Bone marrow neutrophil aging in sickle cell disease mice is associated with impaired osteoblast functions.

Bone loss is a common complication in individuals with sickle cell disease (SCD). The mechanism(s) of bone loss in SCD subjects has not been fully investigated, and there are no targeted therapies to prevent or treat compromised bone health in this population. Recent studies showed that depletion of gut microbiota with antibiotics significantly reduced the number of aged neutrophils, thereby dramatically improved the inflammation-related organ damages in SCD mice. Since neutrophils, abundantly present in bone marrow (BM), regulate bone cells, and BM neutrophils, induced by inflammatory cytokines, are associated with a low number of osteoblasts (OBs), we hypothesize that neutrophil aging in the BM of SCD mice impairs OB function.
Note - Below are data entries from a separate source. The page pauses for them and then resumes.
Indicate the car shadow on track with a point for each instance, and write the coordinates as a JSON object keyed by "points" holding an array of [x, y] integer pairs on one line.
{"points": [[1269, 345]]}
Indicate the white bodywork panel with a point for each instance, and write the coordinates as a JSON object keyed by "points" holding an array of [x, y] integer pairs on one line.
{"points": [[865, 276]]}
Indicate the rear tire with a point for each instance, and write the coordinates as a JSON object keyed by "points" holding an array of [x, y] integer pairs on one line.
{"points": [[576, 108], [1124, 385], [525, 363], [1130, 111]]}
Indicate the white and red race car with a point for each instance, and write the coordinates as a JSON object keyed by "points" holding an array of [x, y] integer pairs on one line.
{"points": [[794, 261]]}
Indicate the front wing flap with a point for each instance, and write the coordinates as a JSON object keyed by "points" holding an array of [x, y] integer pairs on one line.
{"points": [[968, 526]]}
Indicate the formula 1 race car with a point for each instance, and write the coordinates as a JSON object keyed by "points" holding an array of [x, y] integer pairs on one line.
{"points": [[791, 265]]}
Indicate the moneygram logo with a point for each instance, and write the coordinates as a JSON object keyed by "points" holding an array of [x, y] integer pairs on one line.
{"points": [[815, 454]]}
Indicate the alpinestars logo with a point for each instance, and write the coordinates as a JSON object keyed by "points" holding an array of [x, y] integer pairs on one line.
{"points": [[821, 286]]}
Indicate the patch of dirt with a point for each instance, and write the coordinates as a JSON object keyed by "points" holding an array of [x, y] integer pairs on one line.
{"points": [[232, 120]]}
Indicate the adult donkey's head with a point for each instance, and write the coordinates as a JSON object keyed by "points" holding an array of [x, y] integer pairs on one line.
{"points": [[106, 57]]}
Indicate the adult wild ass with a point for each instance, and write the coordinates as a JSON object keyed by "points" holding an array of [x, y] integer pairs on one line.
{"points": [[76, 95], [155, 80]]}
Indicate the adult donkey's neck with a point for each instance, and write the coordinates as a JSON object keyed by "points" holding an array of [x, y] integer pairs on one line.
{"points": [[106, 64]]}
Flow cytometry analysis showed BM neutrophil aging was significantly increased in SCD mice that was reduced with antibiotic treatment. In vitro co-culture of calvarial OBs from control (Ctrl) mice with BM neutrophils from Ctrl or SCD mice showed that BM neutrophils from SCD mice inhibit OB function but was rescued when neutrophils were from antibiotic-treated SCD mice. In summary, there is an accumulation of aged neutrophils in BM from SCD mice that may contribute to impaired OB function, and antibiotic treatment is able to partially rescue impaired OB function by decreasing neutrophil aging in the BM of SCD mice.